Um filme não é mais do que um esquema único, A-B-C. Mas neste esquema há elementos que compõem um sistema narrativo próprio. Há sempre esta lógica para dar mais força e peso aos acontecimentos cinematográficos e ao dito esquema: no Cinema, faz parte esta lógica, construída para realçar alguns momentos mais significativos. E com isso surgem estes outros conceitos de cores, já mais ligados à parte filosófica e subjetiva inerente à história que se quer contar. Mas com estes mecanismos, o esquema central não se perde, tal como a utilização mais formal e regular das cores.
EF: A cópia projetada hoje foi convertida para 3D, o que constitui uma novidade para este filme em particular. Acha que o seu trabalho de cinematografia pode sair mais valorizado graças a este tipo de tecnologias, ou é irrelevante?

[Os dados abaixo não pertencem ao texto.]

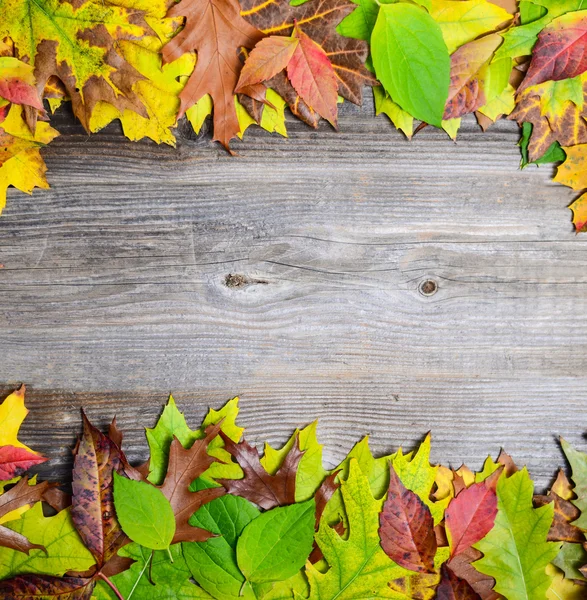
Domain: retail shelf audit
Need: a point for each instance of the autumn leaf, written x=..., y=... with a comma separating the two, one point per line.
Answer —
x=184, y=467
x=15, y=461
x=407, y=528
x=453, y=588
x=257, y=485
x=55, y=35
x=471, y=515
x=215, y=30
x=561, y=50
x=92, y=511
x=17, y=83
x=520, y=532
x=318, y=19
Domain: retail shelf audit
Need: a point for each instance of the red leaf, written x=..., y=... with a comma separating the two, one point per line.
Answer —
x=15, y=461
x=406, y=528
x=22, y=494
x=45, y=587
x=471, y=515
x=313, y=77
x=185, y=466
x=453, y=588
x=92, y=512
x=267, y=491
x=560, y=52
x=270, y=56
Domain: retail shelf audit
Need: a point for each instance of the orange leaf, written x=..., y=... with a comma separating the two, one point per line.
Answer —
x=313, y=77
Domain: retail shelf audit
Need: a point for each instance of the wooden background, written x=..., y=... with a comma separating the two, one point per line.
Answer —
x=291, y=276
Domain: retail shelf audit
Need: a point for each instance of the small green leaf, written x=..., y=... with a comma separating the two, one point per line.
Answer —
x=144, y=513
x=411, y=60
x=276, y=544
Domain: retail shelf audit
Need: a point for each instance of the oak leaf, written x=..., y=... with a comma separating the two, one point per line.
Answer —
x=257, y=485
x=560, y=52
x=407, y=528
x=216, y=31
x=184, y=467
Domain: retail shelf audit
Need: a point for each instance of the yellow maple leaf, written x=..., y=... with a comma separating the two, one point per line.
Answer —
x=12, y=414
x=21, y=165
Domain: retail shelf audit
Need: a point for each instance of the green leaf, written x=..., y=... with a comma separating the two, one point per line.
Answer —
x=578, y=462
x=144, y=513
x=171, y=579
x=276, y=544
x=311, y=472
x=516, y=551
x=65, y=549
x=411, y=60
x=356, y=567
x=213, y=563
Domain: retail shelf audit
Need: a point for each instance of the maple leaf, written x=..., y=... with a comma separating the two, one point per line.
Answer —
x=17, y=83
x=21, y=495
x=319, y=20
x=55, y=38
x=453, y=588
x=184, y=467
x=96, y=458
x=468, y=69
x=471, y=515
x=257, y=485
x=216, y=31
x=21, y=164
x=560, y=52
x=520, y=531
x=406, y=528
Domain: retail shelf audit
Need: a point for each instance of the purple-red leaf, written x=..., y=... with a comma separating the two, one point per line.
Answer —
x=258, y=486
x=560, y=52
x=406, y=528
x=15, y=461
x=471, y=515
x=453, y=588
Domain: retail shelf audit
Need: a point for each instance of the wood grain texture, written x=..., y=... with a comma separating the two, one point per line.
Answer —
x=291, y=276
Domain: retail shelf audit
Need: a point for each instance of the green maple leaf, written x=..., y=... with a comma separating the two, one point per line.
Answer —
x=65, y=549
x=578, y=462
x=172, y=424
x=170, y=579
x=311, y=471
x=357, y=566
x=516, y=551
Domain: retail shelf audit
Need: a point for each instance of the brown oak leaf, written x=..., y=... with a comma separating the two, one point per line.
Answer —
x=215, y=29
x=185, y=466
x=22, y=494
x=258, y=486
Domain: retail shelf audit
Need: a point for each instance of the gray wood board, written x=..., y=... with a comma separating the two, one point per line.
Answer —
x=114, y=290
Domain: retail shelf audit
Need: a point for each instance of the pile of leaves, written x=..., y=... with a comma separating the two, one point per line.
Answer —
x=147, y=64
x=207, y=517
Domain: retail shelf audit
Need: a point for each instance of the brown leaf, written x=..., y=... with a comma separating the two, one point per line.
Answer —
x=216, y=31
x=92, y=512
x=22, y=494
x=318, y=19
x=406, y=528
x=258, y=486
x=453, y=588
x=483, y=584
x=184, y=466
x=45, y=587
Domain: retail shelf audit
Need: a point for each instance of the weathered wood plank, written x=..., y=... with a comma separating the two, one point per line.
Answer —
x=291, y=276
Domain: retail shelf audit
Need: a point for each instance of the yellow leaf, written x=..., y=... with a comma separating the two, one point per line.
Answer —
x=12, y=414
x=464, y=21
x=24, y=168
x=573, y=172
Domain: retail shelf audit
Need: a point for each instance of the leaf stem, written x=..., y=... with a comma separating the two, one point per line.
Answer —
x=150, y=559
x=111, y=585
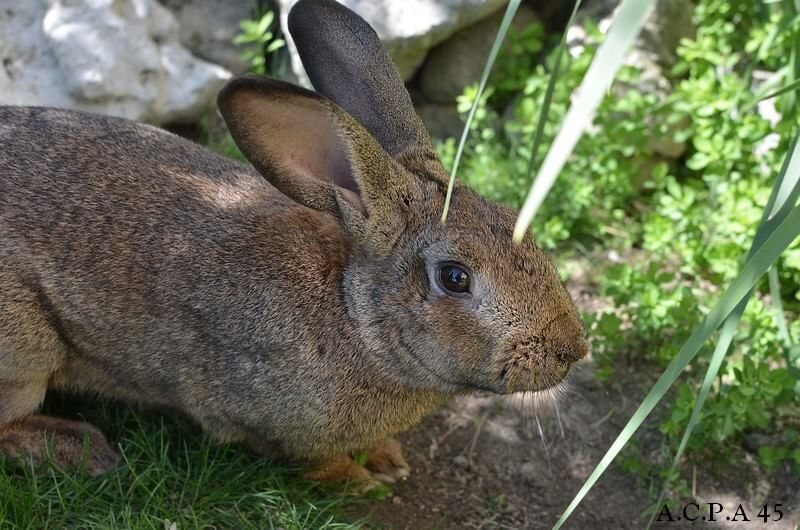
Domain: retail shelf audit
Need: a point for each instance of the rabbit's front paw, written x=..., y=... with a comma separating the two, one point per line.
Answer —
x=386, y=461
x=342, y=468
x=70, y=444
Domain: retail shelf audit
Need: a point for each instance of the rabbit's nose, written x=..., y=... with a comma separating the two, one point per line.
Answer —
x=564, y=338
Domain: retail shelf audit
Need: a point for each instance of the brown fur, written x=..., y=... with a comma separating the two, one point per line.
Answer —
x=292, y=310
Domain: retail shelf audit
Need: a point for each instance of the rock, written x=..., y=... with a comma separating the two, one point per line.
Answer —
x=408, y=29
x=653, y=55
x=458, y=62
x=207, y=29
x=118, y=57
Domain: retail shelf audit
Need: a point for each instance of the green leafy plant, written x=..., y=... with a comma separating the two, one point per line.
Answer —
x=258, y=41
x=678, y=229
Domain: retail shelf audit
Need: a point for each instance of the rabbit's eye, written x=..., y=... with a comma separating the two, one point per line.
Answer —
x=454, y=279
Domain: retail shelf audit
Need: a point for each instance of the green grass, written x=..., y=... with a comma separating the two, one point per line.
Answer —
x=170, y=473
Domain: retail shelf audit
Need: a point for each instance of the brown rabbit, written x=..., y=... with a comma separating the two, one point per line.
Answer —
x=310, y=310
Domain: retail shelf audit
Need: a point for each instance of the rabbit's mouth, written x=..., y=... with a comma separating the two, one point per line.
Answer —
x=531, y=373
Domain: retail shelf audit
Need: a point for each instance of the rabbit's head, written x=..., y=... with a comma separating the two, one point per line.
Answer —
x=451, y=307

VS: Não acrescenta nada ao trabalho cromático e de luz que foi elaborado originalmente. Dá mais valor à perspetiva e à espessura e profundidade dos objetos, criando esse jogo de falsa aproximação visual a que o espectador moderno já está habituado. O Último Imperador é um filme bidimensional. O computador é que tenta dar estas falsas sensações e extrair essa profundidade. É só uma questão técnica. Este é um 3D ótico e, por isso, não está a acrescentar nada ao filme. Mas seria diferente se o filme tivesse sido concebido de raiz mesmo para esse formato dimensional, onde aí poderia jogar melhor com esse contraste da luz e das sombras na profundidade.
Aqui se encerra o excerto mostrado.